BCE Inc.’s media arm is asking the federal telecommunications regulator to waive local news and Canadian programming requirements for its television stations, saying its obligations are based on outdated market realities.
In an application to the CRTC filed June 14, Bell Media requested the regulator drop requirements for spending on local news and on the number of hours per week that stations are required to broadcast locally reflective news in major and smaller markets.
The application was filed the same day Bell announced it is cutting 1,300 positions, shutting or selling nine radio stations and closing two foreign bureaus amid plans to “significantly adapt” how it delivers the news in the face of rising financial pressure.
In its filing, Bell noted its 35 local television stations branded as CTV, CTV Two, and Noovo plus three discretionary television news services — CP24, CTV News Channel and BNN Bloomberg — are under financial strain.
It requested the elimination of a requirement for English-language television stations in metropolitan markets to broadcast at least 14 hours of local programming per week. In Quebec, Bell also asked the regulator to do away with its obligations to broadcast at least five hours of local programming per week at its Montreal station.
Among the other asks, Bell urged the CRTC to allow for its stations in major markets to no longer have to broadcast at least six hours of weekly locally reflective news. For its non-metropolitan stations, Bell wants to be able to broadcast less than three hours of locally reflective news each week.
It also asked the regulator to waive the requirement for the company to devote 11 per cent of the previous year’s gross revenues to the acquisition of or investment in locally reflective news.
“The requested relief we are seeking would allow us to better manage our regulatory obligations through the evolving competitive landscape of the Canadian broadcasting industry in the face of competition from digital media broadcasting undertakings,” the application stated.
The filing noted Bell Media’s average annual news operating loss totalled $28.4 million between 2016 and 2019, a figure which jumped to $40 million last year as web giants scooped up the Canadian advertising market.
Bell said the CRTC’s implementation of the Online Streaming Act has the potential to provide relief to media companies through compensation from online streaming giants, but it cannot afford to wait for the outcome of the regulator’s consultations on the legislation.
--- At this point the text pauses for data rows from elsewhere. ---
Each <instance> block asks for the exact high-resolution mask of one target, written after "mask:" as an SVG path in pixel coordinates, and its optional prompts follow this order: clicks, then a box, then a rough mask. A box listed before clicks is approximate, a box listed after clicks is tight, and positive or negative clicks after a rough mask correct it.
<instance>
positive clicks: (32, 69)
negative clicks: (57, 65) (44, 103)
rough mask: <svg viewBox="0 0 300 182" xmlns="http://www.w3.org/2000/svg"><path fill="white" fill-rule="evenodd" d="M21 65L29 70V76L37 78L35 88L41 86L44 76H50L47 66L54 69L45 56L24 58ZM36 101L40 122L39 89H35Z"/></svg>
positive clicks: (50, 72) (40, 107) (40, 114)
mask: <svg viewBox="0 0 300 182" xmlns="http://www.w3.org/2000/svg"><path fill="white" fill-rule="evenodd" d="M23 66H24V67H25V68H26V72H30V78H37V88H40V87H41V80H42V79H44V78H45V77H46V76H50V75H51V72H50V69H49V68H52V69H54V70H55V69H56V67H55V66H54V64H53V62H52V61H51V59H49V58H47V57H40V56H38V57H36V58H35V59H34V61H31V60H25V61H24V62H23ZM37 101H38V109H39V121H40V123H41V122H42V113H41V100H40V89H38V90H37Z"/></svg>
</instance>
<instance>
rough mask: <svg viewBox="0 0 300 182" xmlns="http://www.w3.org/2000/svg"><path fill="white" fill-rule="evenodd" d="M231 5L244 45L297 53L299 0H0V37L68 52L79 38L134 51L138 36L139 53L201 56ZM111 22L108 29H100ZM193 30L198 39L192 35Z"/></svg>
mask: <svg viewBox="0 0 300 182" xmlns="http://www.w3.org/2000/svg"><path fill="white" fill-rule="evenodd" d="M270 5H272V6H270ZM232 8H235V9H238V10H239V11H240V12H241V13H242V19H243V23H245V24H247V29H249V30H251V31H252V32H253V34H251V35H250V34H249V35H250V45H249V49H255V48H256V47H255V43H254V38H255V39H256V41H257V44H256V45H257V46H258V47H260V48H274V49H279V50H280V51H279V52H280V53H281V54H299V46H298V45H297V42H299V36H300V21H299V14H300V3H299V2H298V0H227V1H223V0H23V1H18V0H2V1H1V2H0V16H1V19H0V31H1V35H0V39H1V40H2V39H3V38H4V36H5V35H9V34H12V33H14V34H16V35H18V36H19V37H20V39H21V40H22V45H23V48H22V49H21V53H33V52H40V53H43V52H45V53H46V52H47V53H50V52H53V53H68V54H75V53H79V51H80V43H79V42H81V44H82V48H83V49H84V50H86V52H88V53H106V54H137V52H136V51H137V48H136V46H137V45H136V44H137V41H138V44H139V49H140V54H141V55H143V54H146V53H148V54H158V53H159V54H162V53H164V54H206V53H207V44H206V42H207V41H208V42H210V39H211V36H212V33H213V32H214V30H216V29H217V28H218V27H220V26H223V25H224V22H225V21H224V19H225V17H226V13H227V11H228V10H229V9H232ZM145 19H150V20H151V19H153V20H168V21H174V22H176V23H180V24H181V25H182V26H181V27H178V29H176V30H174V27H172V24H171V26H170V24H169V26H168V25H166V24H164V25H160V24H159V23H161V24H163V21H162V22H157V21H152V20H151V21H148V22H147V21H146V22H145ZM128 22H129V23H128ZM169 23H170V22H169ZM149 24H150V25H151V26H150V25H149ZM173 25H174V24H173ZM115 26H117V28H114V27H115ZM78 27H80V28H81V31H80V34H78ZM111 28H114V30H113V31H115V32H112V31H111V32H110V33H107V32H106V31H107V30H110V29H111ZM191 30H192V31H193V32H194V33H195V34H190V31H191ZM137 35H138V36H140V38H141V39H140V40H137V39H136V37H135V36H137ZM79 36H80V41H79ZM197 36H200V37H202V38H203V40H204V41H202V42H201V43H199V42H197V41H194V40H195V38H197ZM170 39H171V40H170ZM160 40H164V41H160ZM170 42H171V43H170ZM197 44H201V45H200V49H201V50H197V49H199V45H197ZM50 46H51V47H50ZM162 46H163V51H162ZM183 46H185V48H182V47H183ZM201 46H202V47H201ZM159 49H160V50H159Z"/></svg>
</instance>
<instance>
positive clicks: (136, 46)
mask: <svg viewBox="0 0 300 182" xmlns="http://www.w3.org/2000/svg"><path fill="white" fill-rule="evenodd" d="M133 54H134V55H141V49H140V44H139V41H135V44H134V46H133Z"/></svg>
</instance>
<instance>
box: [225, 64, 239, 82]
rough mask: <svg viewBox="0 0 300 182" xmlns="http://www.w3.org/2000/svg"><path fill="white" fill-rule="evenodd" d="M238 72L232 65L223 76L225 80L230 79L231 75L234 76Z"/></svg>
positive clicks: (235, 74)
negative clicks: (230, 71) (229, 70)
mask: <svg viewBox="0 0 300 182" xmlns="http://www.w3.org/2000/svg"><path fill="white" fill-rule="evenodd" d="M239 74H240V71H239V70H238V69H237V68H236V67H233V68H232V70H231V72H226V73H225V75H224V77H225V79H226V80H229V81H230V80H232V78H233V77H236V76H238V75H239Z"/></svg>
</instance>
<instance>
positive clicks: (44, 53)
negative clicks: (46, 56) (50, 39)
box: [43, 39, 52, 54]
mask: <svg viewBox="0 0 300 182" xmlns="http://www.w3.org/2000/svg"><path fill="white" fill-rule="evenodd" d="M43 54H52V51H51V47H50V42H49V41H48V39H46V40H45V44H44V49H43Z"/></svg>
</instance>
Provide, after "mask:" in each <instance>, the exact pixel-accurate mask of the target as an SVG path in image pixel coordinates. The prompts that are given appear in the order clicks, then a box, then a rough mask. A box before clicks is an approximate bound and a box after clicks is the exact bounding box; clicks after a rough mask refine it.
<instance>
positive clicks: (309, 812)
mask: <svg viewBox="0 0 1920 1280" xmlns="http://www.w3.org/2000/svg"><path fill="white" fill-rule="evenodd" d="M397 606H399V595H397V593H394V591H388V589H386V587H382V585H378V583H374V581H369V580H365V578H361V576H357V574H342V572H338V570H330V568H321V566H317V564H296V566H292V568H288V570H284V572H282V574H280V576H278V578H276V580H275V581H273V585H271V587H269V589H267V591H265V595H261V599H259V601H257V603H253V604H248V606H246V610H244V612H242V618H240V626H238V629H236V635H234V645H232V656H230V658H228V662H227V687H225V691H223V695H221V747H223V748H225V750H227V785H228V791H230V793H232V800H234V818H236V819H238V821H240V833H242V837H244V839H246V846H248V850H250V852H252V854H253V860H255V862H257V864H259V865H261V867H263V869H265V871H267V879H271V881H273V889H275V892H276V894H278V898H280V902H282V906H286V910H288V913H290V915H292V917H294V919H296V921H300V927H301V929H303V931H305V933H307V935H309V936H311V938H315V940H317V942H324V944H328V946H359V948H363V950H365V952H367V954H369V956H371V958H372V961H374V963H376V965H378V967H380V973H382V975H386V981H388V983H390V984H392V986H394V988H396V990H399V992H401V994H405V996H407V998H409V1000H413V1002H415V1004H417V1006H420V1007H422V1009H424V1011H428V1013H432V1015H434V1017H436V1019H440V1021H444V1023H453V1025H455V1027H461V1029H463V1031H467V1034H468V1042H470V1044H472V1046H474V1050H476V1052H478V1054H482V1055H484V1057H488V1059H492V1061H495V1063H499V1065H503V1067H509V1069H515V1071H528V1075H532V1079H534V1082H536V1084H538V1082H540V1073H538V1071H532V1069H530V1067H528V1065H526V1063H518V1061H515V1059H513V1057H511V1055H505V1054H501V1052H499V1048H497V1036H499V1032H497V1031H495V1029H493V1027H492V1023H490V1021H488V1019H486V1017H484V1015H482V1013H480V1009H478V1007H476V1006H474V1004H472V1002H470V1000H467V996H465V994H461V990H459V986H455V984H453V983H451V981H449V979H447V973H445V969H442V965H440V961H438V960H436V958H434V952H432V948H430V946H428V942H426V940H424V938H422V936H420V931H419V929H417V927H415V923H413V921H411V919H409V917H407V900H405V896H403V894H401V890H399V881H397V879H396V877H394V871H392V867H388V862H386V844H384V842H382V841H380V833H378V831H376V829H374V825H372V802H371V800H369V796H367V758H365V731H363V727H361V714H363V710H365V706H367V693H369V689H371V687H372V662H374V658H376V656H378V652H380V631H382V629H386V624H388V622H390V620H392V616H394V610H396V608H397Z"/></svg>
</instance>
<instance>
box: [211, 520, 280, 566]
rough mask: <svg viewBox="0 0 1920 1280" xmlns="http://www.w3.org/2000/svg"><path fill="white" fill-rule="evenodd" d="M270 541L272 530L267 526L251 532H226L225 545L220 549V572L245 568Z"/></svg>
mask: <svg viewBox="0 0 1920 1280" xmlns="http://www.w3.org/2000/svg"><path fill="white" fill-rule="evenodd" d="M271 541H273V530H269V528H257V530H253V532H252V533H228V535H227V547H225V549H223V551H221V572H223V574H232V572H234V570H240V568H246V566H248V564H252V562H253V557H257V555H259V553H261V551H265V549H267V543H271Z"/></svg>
It reiterated many of the concerns expressed last week by Bell chief legal and regulatory officer Robert Malcolmson about the legislation, which received royal assent in April and is now in a consultation phase.
Malcolmson said the core issue for Bell is that popular U.S. content isn’t available to Canadian broadcasters because American platforms are offering it directly to consumers on their in-house streaming services. He urged policymakers to mandate assurances that would allow Canadian broadcasters to pay American companies in order to air that content.
The regulator has begun its own first three of at least nine consultations on the bill, which will likely span more than a year.
“Notably, absent this relief, we will be required to continue operating these stations in an environment of significant regulatory uncertainty while the Commission works to implement Bill C-11’s policy directives,” the application stated.
“The traditional broadcasting industry is in crisis, which is why the Commission must act now and grant the regulatory relief we are seeking.”
Last week’s layoffs included a six per cent cut at Bell Media. Malcolmson told The Canadian Press the company was undergoing “a consolidation of news gathering (and) news delivery” with “one news-gathering and delivery platform.”
In a second application filed by Bell on June 14, the company also requested that the CRTC reduce its obligation for Canadian content spending on English-language television stations from 30 per cent of the previous year’s revenues to 20 per cent.
It also asked to reduce the amount its English-language television stations must spend per year on programs of national interest from 7.5 per cent of the previous year’s revenues to five per cent.
“The reduction we are proposing … will ensure that broadcasters are better able to sustain themselves and compete,” the filing stated. “Such an approach may improve broadcasters’ prospects allowing them to better invest in the long term in Canadian productions.”